Le tableau suivant résume le lien entre les essais de liant PG et les dégradations de chaussée :
| Mécanisme de dégradation | Essai de contrôle | Paramètre critique | Indicateur sur le terrain |
|---|---|---|---|
| Orniérage | DSR (original + RTFO) ou MSCR (RTFO) | G*/sin δ ≥ 1,0/2,2 kPa ou Jnr3.2 ≤ spéc. | Dépressions dans les traces de roues, soulèvement latéral |
| Fissuration par fatigue | DSR (PAV) | G*× sin δ ≤ 5000 kPa | Fissuration en peau de crocodile (interconnectée) dans les traces de roues |
| Fissuration thermique | BBR (PAV) + DTT (PAV) | S ≤ 300 MPa, m ≥ 0,300, déformation ≥ 1,0% | Fissures transversales à espacement régulier |
| Ouvrabilité | Viscosimètre rotationnel | Viscosité ≤ 3,0 Pa·s à 135°C | Difficultés de production, enrobé tendre |
| Volatilité | RTFO | Perte de masse ≤ 1,0% | Fissuration prématurée due à un vieillissement excessif |
Essais de liant pour les chaussées aéroportuaires, normes FAA et OACI
Les essais de liant des chaussées aéroportuaires suivent les mêmes principes fondamentaux que les essais de liant routiers mais avec des modifications importantes pour tenir compte des conditions uniques de chargement et environnementales des opérations aéronautiques. La Federal Aviation Administration (FAA) spécifie les exigences de liant à travers son article P-401 (Chaussées bitumineuses en centrale) dans la circulaire consultative 150/5370-10H.
La FAA exige des essais de liant PG selon ASTM D6373 (Spécification standard pour liant asphaltique classé par performance) pour tous les projets de chaussées aéroportuaires. Le grade PG est sélectionné en utilisant la même base de données météorologiques LTPP Bind que les projets routiers, mais la FAA utilise un niveau de fiabilité de 98% pour les aéroports de service commercial (contre 50% couramment utilisé pour les routes), reflétant la nature critique pour la sécurité des chaussées aéronautiques.
Les différences clés dans les essais et spécifications de liant aéroportuaire incluent :
Augmentation de grade pour les pressions de pneus d’aéronefs, Les pressions de pneus d’aéronefs varient de 100 psi (aviation générale) à plus de 250 psi (Boeing 777, Airbus A380), comparées aux pressions typiques de pneus de camions routiers de 100-120 psi.
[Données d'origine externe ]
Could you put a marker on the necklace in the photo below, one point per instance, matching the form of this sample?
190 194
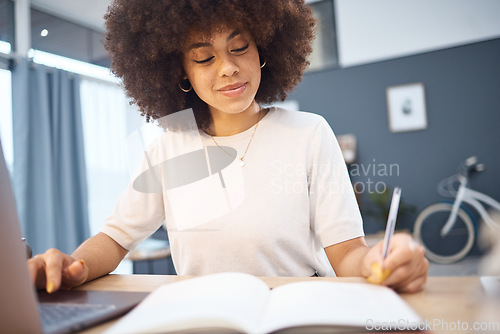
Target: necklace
242 161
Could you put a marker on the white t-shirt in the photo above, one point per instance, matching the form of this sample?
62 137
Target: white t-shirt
271 217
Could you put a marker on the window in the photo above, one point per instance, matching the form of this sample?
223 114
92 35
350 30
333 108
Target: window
6 23
60 37
6 117
324 53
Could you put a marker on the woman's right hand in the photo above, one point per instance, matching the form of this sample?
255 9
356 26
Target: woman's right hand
54 270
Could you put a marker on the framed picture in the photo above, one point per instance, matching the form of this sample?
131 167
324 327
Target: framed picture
406 107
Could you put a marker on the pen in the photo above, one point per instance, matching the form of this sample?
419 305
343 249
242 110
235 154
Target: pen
391 220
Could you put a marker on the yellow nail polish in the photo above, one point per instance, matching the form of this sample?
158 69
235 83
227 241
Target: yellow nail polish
51 287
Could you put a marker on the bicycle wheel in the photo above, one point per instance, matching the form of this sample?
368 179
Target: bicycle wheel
452 247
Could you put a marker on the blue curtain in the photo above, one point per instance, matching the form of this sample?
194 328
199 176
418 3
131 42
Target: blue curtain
49 164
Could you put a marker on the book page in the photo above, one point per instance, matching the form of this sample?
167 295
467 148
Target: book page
227 300
334 304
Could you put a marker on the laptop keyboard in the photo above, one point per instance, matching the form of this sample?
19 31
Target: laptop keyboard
62 317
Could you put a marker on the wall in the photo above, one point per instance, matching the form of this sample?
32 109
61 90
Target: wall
462 86
377 30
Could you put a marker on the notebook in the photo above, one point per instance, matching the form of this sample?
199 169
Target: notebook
21 307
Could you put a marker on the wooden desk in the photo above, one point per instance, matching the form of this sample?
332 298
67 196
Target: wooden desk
445 301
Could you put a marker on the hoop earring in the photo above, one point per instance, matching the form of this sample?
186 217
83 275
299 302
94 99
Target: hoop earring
184 89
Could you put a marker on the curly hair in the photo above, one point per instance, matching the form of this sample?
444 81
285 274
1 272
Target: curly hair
146 40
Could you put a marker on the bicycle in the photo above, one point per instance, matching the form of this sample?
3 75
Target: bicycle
452 221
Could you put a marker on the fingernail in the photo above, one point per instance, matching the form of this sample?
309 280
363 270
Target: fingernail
50 287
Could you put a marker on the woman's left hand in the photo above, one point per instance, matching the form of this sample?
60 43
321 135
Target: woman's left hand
405 267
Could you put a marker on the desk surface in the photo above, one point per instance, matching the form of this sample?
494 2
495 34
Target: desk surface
445 302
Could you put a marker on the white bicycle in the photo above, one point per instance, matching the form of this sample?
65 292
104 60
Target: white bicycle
452 223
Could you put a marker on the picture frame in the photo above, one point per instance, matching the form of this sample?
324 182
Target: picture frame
406 107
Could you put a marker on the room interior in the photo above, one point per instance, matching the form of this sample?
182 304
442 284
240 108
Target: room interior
363 54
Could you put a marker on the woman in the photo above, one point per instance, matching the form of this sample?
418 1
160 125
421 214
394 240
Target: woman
282 203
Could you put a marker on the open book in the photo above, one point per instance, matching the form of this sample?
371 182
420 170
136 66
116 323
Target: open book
243 303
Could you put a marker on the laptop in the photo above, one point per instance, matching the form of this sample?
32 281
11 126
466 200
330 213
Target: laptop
24 310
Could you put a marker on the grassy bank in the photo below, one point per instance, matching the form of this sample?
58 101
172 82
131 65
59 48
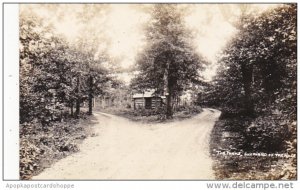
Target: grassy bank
235 159
153 115
41 146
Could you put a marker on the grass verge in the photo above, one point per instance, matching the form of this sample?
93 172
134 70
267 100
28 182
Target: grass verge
41 146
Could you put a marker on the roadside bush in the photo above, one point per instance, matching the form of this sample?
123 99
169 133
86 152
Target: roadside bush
266 134
41 145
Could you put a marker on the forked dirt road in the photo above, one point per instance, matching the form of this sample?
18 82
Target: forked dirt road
128 150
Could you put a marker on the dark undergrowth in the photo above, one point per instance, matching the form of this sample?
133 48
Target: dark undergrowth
154 115
41 146
243 152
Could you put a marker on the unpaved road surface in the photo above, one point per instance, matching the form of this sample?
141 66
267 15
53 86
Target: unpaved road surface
128 150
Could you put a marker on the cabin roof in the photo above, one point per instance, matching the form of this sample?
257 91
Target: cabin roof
147 94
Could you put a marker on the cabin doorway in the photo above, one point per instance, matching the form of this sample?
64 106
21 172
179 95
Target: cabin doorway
148 103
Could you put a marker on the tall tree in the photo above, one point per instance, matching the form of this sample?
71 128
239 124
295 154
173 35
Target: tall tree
169 63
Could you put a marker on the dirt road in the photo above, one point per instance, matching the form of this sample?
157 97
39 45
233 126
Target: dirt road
128 150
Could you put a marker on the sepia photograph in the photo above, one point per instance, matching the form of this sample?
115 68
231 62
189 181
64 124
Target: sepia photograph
158 91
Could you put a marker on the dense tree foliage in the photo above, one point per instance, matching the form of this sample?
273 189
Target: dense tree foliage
169 63
54 76
257 77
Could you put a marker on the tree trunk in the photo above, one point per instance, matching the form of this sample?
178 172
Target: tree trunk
247 73
169 113
72 110
78 98
90 82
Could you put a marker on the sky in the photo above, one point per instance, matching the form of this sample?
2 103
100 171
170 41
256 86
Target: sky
122 26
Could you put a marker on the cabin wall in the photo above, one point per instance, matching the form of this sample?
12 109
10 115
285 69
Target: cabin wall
139 103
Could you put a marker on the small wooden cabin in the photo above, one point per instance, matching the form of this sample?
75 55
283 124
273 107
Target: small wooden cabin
147 100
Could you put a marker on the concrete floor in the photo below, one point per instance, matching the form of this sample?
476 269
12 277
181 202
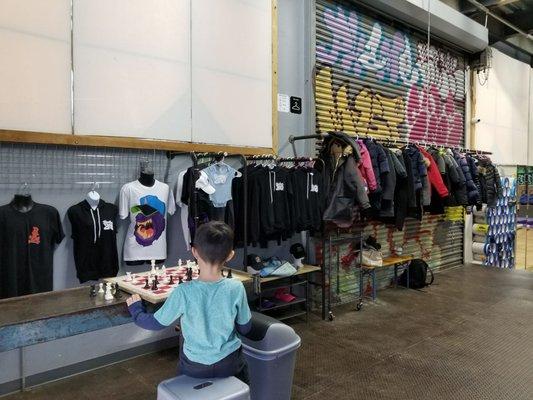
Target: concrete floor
470 336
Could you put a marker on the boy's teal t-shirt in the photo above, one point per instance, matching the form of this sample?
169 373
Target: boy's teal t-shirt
208 312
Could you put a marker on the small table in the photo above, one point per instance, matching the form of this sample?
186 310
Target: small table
391 261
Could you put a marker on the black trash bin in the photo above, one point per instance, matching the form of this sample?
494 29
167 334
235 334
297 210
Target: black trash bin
270 350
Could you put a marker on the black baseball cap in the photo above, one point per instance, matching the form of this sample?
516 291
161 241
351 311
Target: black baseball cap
297 250
254 261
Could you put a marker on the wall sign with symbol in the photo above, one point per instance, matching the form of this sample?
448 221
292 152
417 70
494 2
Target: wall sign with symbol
296 105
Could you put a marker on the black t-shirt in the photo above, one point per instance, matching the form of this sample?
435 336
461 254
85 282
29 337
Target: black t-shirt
95 240
27 242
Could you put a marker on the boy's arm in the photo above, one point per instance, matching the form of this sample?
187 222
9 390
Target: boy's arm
243 321
142 318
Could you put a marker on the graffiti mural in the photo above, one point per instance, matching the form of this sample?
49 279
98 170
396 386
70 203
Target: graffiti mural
372 79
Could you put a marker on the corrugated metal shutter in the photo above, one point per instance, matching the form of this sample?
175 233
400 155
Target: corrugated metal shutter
371 79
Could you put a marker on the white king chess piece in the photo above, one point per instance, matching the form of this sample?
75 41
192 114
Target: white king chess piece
108 295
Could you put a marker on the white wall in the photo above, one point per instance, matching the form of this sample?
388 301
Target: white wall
184 70
503 104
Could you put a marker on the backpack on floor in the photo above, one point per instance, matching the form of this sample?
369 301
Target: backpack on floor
418 272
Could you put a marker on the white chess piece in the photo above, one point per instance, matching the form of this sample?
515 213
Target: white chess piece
108 295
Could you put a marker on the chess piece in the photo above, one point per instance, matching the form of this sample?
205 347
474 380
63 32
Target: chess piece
108 295
118 295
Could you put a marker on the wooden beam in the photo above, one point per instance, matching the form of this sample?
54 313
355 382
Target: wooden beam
15 136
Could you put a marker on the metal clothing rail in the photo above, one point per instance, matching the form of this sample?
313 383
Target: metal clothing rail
388 142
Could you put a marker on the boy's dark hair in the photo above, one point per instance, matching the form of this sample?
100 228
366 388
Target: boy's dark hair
214 241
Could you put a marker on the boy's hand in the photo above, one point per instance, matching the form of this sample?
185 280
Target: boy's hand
133 299
182 272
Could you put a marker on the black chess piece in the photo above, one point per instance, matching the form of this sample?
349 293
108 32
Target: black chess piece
118 294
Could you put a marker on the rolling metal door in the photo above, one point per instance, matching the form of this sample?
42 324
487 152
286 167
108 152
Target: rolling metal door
372 79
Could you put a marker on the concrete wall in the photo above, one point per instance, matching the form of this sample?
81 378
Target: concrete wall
503 103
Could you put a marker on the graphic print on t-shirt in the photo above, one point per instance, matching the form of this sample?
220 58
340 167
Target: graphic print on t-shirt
34 237
149 220
108 225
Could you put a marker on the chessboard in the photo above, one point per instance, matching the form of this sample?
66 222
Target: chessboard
164 287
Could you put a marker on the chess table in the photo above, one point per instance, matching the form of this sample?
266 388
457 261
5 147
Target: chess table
164 289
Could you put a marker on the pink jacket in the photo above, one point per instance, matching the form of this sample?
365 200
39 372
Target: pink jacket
365 166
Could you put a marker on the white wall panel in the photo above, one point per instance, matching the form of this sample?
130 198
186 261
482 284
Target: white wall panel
131 68
35 65
231 72
502 104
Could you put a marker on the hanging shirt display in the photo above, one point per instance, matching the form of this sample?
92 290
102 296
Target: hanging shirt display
147 207
95 240
220 176
27 243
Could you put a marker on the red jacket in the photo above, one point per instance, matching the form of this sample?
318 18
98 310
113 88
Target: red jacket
434 175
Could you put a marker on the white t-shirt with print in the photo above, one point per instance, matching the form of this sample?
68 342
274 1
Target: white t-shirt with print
147 207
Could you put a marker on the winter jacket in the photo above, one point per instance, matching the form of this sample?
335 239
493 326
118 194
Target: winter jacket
347 190
471 188
434 174
387 195
344 140
491 178
380 162
414 194
365 166
417 165
457 182
401 191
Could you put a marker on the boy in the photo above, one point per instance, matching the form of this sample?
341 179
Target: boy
211 309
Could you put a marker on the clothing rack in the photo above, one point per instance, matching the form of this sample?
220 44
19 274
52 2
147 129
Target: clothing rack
217 157
389 142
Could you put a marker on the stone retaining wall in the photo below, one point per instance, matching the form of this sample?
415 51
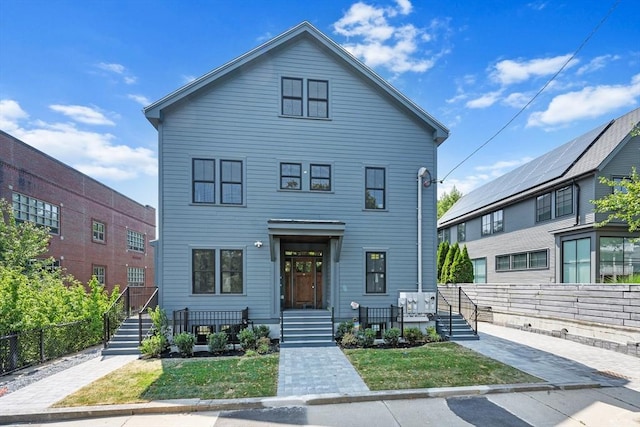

Les pressions de pneus plus élevées imposent des contraintes de cisaillement plus grandes sur la surface de la chaussée, nécessitant des grades PG à haute température plus élevés. La FAA recommande une augmentation de grade d’un à deux grades pour les chaussées d’aéronefs lourds, particulièrement dans les climats chauds.
Exigences d’essais PG Plus, Pour les liants avec un écart de température de 92°C ou plus (indiquant une modification par polymères), la FAA exige des essais PG Plus selon les spécifications supplémentaires de l’agence. Cela inclut le recouvrement élastique (ASTM D6084) à 25°C avec un recouvrement minimum de 60-70%, et la séparation des polymères (ASTM D7173) avec une différence maximale de point de ramollissement de 2,5°C à 5,5°C entre les sections supérieure et inférieure d’un échantillon stocké verticalement.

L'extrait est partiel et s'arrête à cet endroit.